TLDR: A study comparing LLM-generated mental health responses with human therapist responses found that LLMs (ChatGPT, Gemini, Llama) produced longer, more readable, and positively toned answers, which users and therapists rated as clearer, more respectful, and more supportive. Despite these higher ratings, both groups strongly preferred human therapists for actual support, citing concerns about trust, privacy, and accountability. The research highlights the potential of LLMs for informational support but emphasizes they are not substitutes for professional mental health care, especially given legal and ethical challenges.
A recent study delves into the capabilities of large language models (LLMs) in addressing mental health questions, comparing their responses to those provided by human therapists. The research, titled Can LLMs Address Mental Health Questions? A Comparison with Human Therapists, highlights both the promising aspects and significant limitations of integrating AI into mental health support.
The global demand for mental health care continues to rise, with many individuals facing barriers to timely and affordable access. This has spurred interest in digital tools and conversational agents powered by LLMs. However, questions about their quality and public reception have remained largely unanswered until now.
Study Design and Methodology
Researchers from the University of Chicago, University of Virginia, and other institutions conducted a comprehensive study involving 150 users and 23 licensed therapists. They compared therapist-written responses from the Counsel Chat dataset with answers generated by three prominent LLMs: ChatGPT, Gemini, and Llama. The study focused on three key research questions:
- What are the differences in responses between LLMs and licensed therapists?
- How do users perceive LLM-generated responses compared to therapist responses?
- How do licensed therapists perceive LLM-generated responses compared to therapist responses?
Participants rated responses on dimensions such as clarity, empathy, respect, and overall quality. Therapists also assessed professional acceptability. Complementing these perceptual evaluations, a text analysis examined linguistic and stylistic differences, including readability, vocabulary diversity, sentiment, and the use of hedging or first-person language.
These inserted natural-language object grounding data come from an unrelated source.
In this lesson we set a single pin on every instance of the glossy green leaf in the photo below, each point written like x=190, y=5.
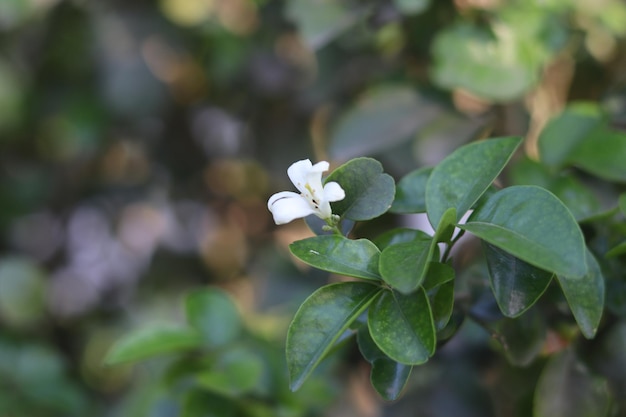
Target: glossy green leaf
x=522, y=338
x=320, y=321
x=387, y=376
x=438, y=274
x=355, y=258
x=442, y=303
x=237, y=371
x=498, y=64
x=532, y=224
x=369, y=191
x=562, y=134
x=586, y=297
x=402, y=326
x=391, y=112
x=516, y=284
x=214, y=315
x=411, y=192
x=566, y=388
x=461, y=178
x=152, y=340
x=404, y=265
x=400, y=235
x=578, y=198
x=602, y=154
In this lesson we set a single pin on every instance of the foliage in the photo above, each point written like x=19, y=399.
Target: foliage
x=140, y=272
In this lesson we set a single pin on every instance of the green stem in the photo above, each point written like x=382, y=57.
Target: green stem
x=450, y=245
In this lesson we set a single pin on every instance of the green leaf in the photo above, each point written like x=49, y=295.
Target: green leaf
x=438, y=274
x=402, y=326
x=617, y=250
x=586, y=297
x=322, y=21
x=412, y=6
x=236, y=372
x=442, y=303
x=498, y=64
x=22, y=288
x=200, y=403
x=153, y=340
x=369, y=191
x=461, y=178
x=522, y=338
x=578, y=198
x=337, y=254
x=387, y=376
x=603, y=154
x=532, y=224
x=404, y=265
x=391, y=112
x=516, y=284
x=563, y=133
x=214, y=315
x=567, y=389
x=399, y=235
x=320, y=321
x=411, y=192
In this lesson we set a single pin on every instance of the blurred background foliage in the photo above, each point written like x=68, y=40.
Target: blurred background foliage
x=140, y=141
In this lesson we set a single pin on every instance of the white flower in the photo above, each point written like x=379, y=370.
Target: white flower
x=314, y=198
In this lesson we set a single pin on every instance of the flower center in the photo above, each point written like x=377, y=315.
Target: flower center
x=311, y=197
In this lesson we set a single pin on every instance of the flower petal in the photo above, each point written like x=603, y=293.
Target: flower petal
x=298, y=173
x=333, y=192
x=287, y=206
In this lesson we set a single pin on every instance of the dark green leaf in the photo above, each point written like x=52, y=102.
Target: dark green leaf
x=563, y=133
x=320, y=321
x=383, y=117
x=496, y=64
x=402, y=326
x=214, y=315
x=237, y=371
x=603, y=154
x=532, y=224
x=586, y=297
x=152, y=340
x=400, y=235
x=462, y=177
x=567, y=389
x=200, y=403
x=369, y=191
x=322, y=21
x=522, y=338
x=516, y=284
x=412, y=6
x=387, y=376
x=578, y=198
x=617, y=250
x=404, y=265
x=337, y=254
x=411, y=192
x=438, y=274
x=22, y=286
x=317, y=225
x=442, y=303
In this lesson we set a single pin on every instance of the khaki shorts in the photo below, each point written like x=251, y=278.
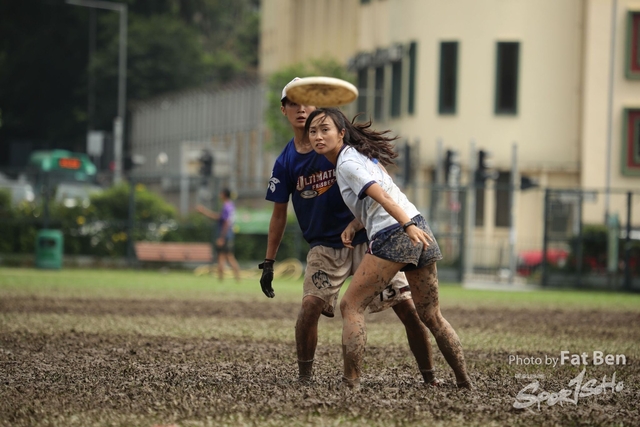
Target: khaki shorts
x=328, y=268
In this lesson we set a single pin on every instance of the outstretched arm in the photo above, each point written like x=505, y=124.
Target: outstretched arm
x=350, y=231
x=377, y=193
x=276, y=230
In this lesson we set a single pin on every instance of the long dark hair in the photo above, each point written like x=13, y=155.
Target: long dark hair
x=371, y=143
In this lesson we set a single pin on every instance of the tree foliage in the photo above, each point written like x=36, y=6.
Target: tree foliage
x=280, y=128
x=172, y=45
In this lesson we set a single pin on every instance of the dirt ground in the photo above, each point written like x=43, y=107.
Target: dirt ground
x=73, y=378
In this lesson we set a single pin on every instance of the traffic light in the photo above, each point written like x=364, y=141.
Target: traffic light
x=133, y=160
x=452, y=167
x=526, y=183
x=206, y=164
x=483, y=171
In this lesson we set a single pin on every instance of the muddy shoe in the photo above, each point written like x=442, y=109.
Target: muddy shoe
x=436, y=382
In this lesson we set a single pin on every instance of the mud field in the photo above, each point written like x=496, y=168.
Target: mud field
x=66, y=377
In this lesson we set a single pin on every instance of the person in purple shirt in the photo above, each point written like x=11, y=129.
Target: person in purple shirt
x=225, y=233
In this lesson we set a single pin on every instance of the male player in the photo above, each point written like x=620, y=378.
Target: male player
x=309, y=179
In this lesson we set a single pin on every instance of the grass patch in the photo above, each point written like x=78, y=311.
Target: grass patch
x=184, y=285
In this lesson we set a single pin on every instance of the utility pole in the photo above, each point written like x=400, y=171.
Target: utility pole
x=119, y=121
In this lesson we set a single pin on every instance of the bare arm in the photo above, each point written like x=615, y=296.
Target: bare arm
x=350, y=231
x=276, y=229
x=377, y=193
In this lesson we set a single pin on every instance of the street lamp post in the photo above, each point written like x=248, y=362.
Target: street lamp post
x=119, y=121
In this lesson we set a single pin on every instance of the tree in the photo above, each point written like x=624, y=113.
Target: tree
x=172, y=45
x=280, y=128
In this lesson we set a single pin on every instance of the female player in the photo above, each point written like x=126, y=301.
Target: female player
x=400, y=239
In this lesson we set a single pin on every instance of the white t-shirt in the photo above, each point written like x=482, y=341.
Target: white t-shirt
x=355, y=173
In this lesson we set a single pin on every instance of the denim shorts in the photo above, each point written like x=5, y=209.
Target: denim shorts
x=393, y=244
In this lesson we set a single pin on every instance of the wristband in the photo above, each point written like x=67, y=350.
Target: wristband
x=408, y=224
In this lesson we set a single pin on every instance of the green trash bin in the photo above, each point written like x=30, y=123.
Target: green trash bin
x=49, y=249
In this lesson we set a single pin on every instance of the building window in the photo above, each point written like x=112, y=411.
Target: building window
x=631, y=142
x=632, y=68
x=379, y=93
x=506, y=101
x=396, y=88
x=448, y=77
x=503, y=183
x=411, y=107
x=363, y=89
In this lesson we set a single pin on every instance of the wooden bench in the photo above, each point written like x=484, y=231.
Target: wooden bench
x=174, y=252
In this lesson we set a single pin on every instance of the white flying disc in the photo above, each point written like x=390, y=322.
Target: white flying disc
x=321, y=91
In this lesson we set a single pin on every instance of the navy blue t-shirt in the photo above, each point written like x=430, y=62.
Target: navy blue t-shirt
x=310, y=179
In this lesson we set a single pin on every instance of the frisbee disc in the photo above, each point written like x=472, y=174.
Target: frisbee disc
x=321, y=91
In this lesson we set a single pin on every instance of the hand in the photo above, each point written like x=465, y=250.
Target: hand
x=347, y=236
x=417, y=235
x=350, y=231
x=267, y=277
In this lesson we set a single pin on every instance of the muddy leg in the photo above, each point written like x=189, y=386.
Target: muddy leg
x=307, y=336
x=370, y=279
x=424, y=288
x=418, y=337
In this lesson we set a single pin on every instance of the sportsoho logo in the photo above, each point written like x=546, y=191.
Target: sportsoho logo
x=578, y=387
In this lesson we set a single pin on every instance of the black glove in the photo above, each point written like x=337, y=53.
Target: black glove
x=267, y=277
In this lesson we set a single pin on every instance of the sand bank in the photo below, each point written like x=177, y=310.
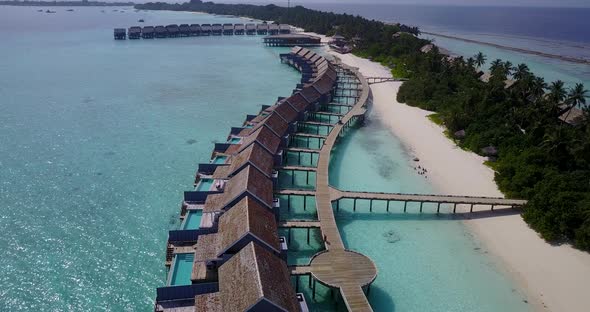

Key Findings: LLMs Rated Higher, Yet Humans Preferred
The study revealed a fascinating dichotomy. Text analysis showed that LLM-generated responses were generally longer, had richer vocabulary, and exhibited a more positive or neutral tone. They also used more cautious or qualified language (hedging). In contrast, therapist responses were shorter, more readable, and more frequently used first-person framing, reflecting a personal style.
Surprisingly, both general users and licensed therapists consistently rated LLM-generated answers higher than therapist-written ones across dimensions like clarity, encouragement, and respectfulness. ChatGPT and Gemini performed comparably, while Llama was often rated highest. This suggests that LLMs possess a strong communicative competence, capable of producing responses that are perceived as highly supportive and well-articulated.
However, this perceived quality did not translate into a preference for AI over human support. A significant 76% of participants expressed a strong preference for seeking help from a human therapist when facing mental health questions. While over 40% of users reported being likely to use LLMs for mental health questions, only about 25% of licensed therapists would recommend LLMs for general mental health information, and a mere 4% would recommend them for advice similar to psychotherapy sessions.
Also Read:
- Training AI for Therapy: How Preference Optimization Outperforms Imitation in Delivering ACT
- Assessing AI’s Clinical Acumen: Introducing PsychiatryBench for Language Models in Mental Health
Challenges and Future Directions
The research highlights a critical tension: LLMs demonstrate impressive communicative abilities, but concerns about trust, privacy, and accountability remain paramount. Participants struggled to reliably distinguish between human and AI-generated responses, yet their quality judgments were largely independent of authorship knowledge.
The paper also underscores significant legal and privacy challenges. LLMs often do not meet the confidentiality standards required in therapeutic practice, raising concerns about data security and potential misuse of sensitive information. The study cites a lawsuit against OpenAI and its CEO, alleging ChatGPT’s role in a teenager’s suicide, emphasizing the severe risks of inappropriate AI advice. Regulatory actions, such as the WOPR Act in Illinois, are emerging to prohibit AI systems from independently delivering therapy or making diagnoses without professional supervision.
The authors emphasize that LLMs should be viewed as supplemental tools rather than substitutes for professional care. Design implications include prioritizing efficacy, transparency, accountability, and privacy. LLMs could effectively serve as sources of psychological education, journaling support, or triage, with crucial mechanisms for escalating to human professionals in crisis situations. Future research should focus on longitudinal studies to understand how LLMs integrate into daily life, their impact on trust and coping strategies, and the development of privacy-preserving architectures.
In conclusion, while LLMs show great promise in extending access to supportive communication, their inherent limitations in accountability, contextual judgment, and ethical safeguards mean they cannot replace human therapists. Interdisciplinary collaboration between computer scientists and mental health professionals is essential to guide the responsible development and deployment of AI-assisted mental health support systems.